Selain itu, syair-syair lagu pun dipresentasikan dalam bahasa Arab dan bahasa daerah dengan memuat pesan-pesan dakwah, sehingga pada akhirnya tarian ini dijadikan sebagai media dakwah untuk mengembangkan ajaran Islam. Tarian ini masih ada hingga sekarang, tetapi mengalami penambahan fungsi, yaitu sebagai media untuk menyampaikan informasi tentang perkembangan pemerintahan serta sebagai media hiburan.
Dengan demikian, di masa-masa awal perkembangannya, budaya & tradisi tarian seudati berfungsi sebagai media dakwah. Namun, dalam konteks kekinian, selain berfungsi sebagai hiburan, tarian ini juga menyimbolkan kekayaan budaya Aceh sekaligus sebagai media untuk menyampaikan pesan-pesan pembangunan kepada rakyat. Seudati ditarikan oleh delapan orang laki-laki sebagai penari utama, terdiri dari satu orang pemimpin yang disebut syeikh, satu orang pembantu syeikh, dua orang pembantu di sebelah kiri yang disebut apeetwie, satu orang pembantu di belakang yang disebut apeet bak, dan tiga orang pembantu biasa. Selain itu, ada pula dua orang penyanyi sebagai pengiring tari yang disebut aneuk syahi.
Jenis tarian ini tidak menggunakan alat musik, tetapi hanya membawakan beberapa gerakan, seperti tepukan tangan ke dada dan pinggul, hentakan kaki ke tanah dan petikan jari. Gerakan tersebut mengikuti irama dan tempo lagu yang dinyanyikan. Bebarapa gerakan tersebut cukup dinamis dan lincah dengan penuh semangat.
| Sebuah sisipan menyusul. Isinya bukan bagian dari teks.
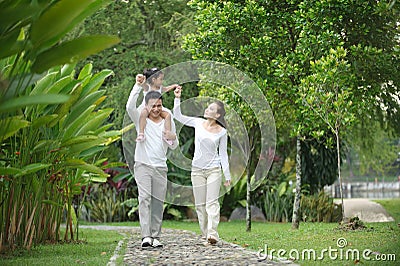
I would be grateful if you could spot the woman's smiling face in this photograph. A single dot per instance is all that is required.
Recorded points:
(212, 111)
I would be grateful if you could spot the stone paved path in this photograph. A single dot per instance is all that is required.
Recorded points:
(186, 248)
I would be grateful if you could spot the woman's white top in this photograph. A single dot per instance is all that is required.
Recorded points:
(210, 149)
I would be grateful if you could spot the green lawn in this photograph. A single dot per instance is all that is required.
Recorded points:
(379, 239)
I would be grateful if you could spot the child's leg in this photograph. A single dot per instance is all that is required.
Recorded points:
(142, 124)
(167, 124)
(167, 117)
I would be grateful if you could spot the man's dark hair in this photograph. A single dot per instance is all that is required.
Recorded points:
(152, 95)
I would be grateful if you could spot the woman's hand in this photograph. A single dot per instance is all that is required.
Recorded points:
(140, 79)
(227, 183)
(178, 92)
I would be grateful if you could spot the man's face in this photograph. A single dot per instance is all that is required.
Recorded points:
(154, 107)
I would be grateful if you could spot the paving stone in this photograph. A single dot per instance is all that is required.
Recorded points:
(187, 248)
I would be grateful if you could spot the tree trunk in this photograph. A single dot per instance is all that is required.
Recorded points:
(296, 204)
(339, 175)
(248, 207)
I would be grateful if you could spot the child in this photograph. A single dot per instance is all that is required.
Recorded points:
(153, 79)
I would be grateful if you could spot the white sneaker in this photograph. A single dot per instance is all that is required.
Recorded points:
(146, 242)
(212, 240)
(157, 243)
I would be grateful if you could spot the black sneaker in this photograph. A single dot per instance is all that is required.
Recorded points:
(157, 243)
(146, 242)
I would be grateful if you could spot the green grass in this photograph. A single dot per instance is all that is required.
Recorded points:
(378, 237)
(96, 250)
(392, 206)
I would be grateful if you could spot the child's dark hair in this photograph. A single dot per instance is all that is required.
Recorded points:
(152, 73)
(152, 95)
(221, 111)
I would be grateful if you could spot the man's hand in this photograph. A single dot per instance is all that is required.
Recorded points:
(140, 79)
(169, 135)
(178, 92)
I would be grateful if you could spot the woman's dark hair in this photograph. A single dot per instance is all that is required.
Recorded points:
(151, 73)
(221, 111)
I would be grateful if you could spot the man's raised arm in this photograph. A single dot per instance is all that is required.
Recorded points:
(131, 107)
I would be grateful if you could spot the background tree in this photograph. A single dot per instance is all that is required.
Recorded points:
(150, 32)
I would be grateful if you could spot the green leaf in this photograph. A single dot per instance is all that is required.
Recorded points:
(11, 125)
(82, 105)
(79, 140)
(72, 51)
(74, 126)
(32, 168)
(9, 171)
(80, 147)
(43, 120)
(86, 71)
(81, 164)
(64, 108)
(60, 18)
(96, 119)
(10, 45)
(27, 100)
(96, 81)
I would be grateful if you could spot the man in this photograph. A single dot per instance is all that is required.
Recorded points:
(150, 168)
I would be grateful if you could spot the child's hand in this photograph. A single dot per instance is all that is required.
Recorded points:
(171, 87)
(178, 92)
(140, 79)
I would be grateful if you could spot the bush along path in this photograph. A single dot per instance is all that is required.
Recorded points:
(183, 247)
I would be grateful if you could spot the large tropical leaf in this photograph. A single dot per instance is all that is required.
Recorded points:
(81, 164)
(94, 121)
(32, 168)
(72, 51)
(27, 100)
(96, 81)
(82, 105)
(9, 171)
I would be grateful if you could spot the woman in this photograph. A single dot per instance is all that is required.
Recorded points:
(210, 155)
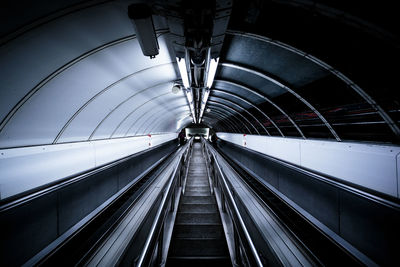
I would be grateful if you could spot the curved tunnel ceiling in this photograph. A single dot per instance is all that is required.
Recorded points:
(75, 72)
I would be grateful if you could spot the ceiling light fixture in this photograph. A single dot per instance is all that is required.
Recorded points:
(212, 69)
(183, 71)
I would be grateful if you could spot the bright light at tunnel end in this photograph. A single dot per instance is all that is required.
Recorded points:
(182, 69)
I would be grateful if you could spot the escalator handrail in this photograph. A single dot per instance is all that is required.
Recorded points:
(30, 195)
(158, 221)
(361, 191)
(235, 209)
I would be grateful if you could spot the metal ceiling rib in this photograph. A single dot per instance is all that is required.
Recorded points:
(231, 117)
(224, 120)
(211, 98)
(220, 121)
(234, 111)
(148, 119)
(288, 89)
(389, 121)
(269, 101)
(250, 104)
(160, 124)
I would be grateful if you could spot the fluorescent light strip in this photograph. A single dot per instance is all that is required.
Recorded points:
(182, 69)
(212, 69)
(204, 102)
(189, 97)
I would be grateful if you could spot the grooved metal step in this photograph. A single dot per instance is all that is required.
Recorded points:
(198, 237)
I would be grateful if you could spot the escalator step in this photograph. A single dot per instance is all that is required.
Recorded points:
(198, 231)
(198, 218)
(198, 261)
(198, 247)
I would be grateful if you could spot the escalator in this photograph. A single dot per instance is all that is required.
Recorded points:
(198, 237)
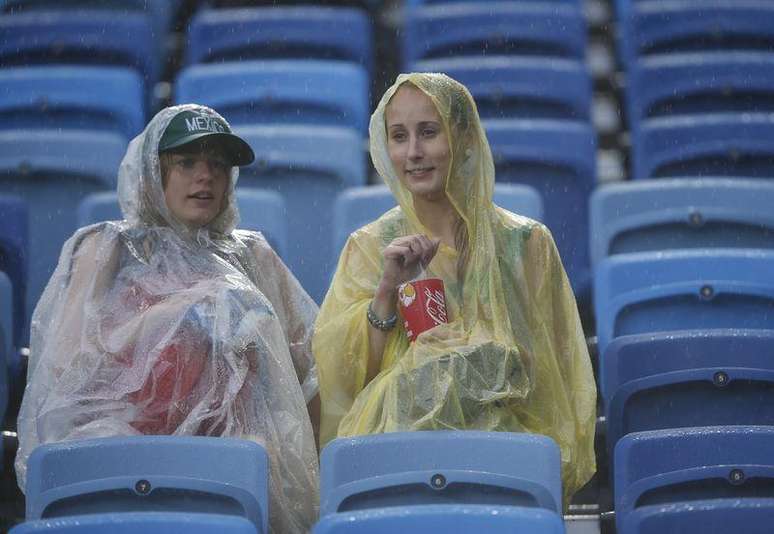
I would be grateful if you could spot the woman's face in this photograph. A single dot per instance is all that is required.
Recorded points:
(417, 143)
(195, 185)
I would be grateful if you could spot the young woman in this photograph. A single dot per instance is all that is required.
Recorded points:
(512, 356)
(173, 322)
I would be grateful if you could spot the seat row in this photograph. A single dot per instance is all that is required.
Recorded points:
(672, 480)
(512, 484)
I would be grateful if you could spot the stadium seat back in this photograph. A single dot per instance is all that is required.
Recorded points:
(52, 170)
(653, 292)
(307, 166)
(145, 522)
(520, 87)
(149, 474)
(413, 468)
(278, 92)
(663, 467)
(476, 29)
(284, 32)
(443, 518)
(681, 213)
(686, 378)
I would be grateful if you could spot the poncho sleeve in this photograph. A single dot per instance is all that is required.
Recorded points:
(340, 343)
(563, 401)
(57, 362)
(294, 307)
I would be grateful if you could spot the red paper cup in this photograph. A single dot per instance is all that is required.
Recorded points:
(423, 305)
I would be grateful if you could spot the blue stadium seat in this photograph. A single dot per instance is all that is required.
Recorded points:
(146, 522)
(73, 97)
(721, 144)
(14, 250)
(558, 158)
(669, 26)
(264, 211)
(81, 37)
(668, 214)
(490, 29)
(690, 84)
(520, 87)
(749, 515)
(161, 14)
(6, 318)
(663, 467)
(651, 292)
(250, 92)
(440, 467)
(302, 32)
(259, 210)
(149, 474)
(418, 3)
(449, 518)
(358, 206)
(687, 378)
(308, 166)
(52, 170)
(7, 350)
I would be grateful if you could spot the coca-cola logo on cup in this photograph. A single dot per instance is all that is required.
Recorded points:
(435, 306)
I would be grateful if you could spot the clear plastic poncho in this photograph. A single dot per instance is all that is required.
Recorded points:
(147, 327)
(513, 356)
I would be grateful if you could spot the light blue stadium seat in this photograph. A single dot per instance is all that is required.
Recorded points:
(331, 93)
(85, 37)
(52, 170)
(697, 83)
(14, 250)
(73, 97)
(398, 469)
(259, 210)
(558, 158)
(146, 522)
(651, 292)
(749, 515)
(358, 206)
(691, 465)
(668, 214)
(7, 348)
(300, 32)
(149, 474)
(687, 378)
(308, 166)
(418, 3)
(520, 87)
(718, 144)
(661, 26)
(450, 518)
(484, 29)
(6, 318)
(161, 13)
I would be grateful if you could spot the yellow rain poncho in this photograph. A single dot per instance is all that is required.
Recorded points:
(512, 357)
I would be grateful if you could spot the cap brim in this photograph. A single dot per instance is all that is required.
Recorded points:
(237, 148)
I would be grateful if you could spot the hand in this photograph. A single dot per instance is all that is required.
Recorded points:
(405, 257)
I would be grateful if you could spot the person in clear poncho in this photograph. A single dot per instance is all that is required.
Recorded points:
(173, 322)
(513, 355)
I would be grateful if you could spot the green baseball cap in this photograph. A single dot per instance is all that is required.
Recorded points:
(188, 126)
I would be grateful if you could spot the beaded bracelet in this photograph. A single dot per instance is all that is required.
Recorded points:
(385, 325)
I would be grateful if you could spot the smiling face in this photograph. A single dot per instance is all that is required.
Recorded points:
(195, 184)
(417, 143)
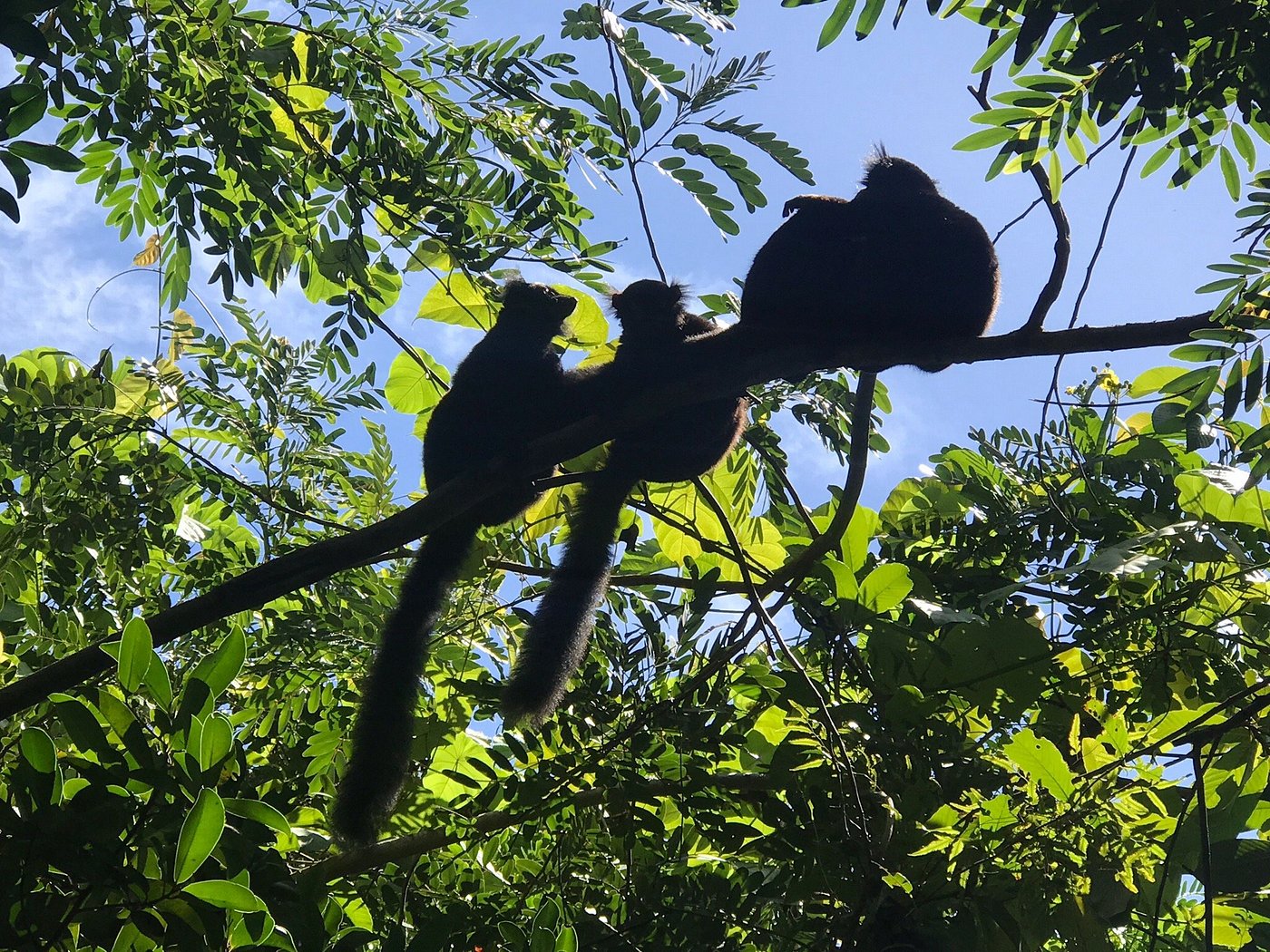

Namun, ada beberapa gerakan yang tampak kaku, tetapi sebenarnya memperlihatkan keperkasaan dan kegagahan si penarinya. Selain itu, tepukan tangan ke dada dan perut mengesankan kesombongan sekaligus kesatria.
Busana tarian seudati terdiri dari celana panjang dan kaos oblong lengan panjang yang ketat, keduanya
berwarna putih; kain songket yang dililitkan sebatas paha dan pinggang; rencong yang disisipkan di pinggang; tangkulok (ikat kepala) yang berwarna merah yang diikatkan di kepala; dan sapu tangan yang berwarna. Busana seragam ini hanya untuk pemain utamanya, sementara aneuk syahi tidak harus berbusana seragam. Bagian-bagian terpenting dalam tarian seudati terdiri dari likok (gaya; tarian), saman (melodi), irama kelincahan, serta kisah yang menceritakan tentang kisah kepahlawanan, sejarah dan tema-tema agama.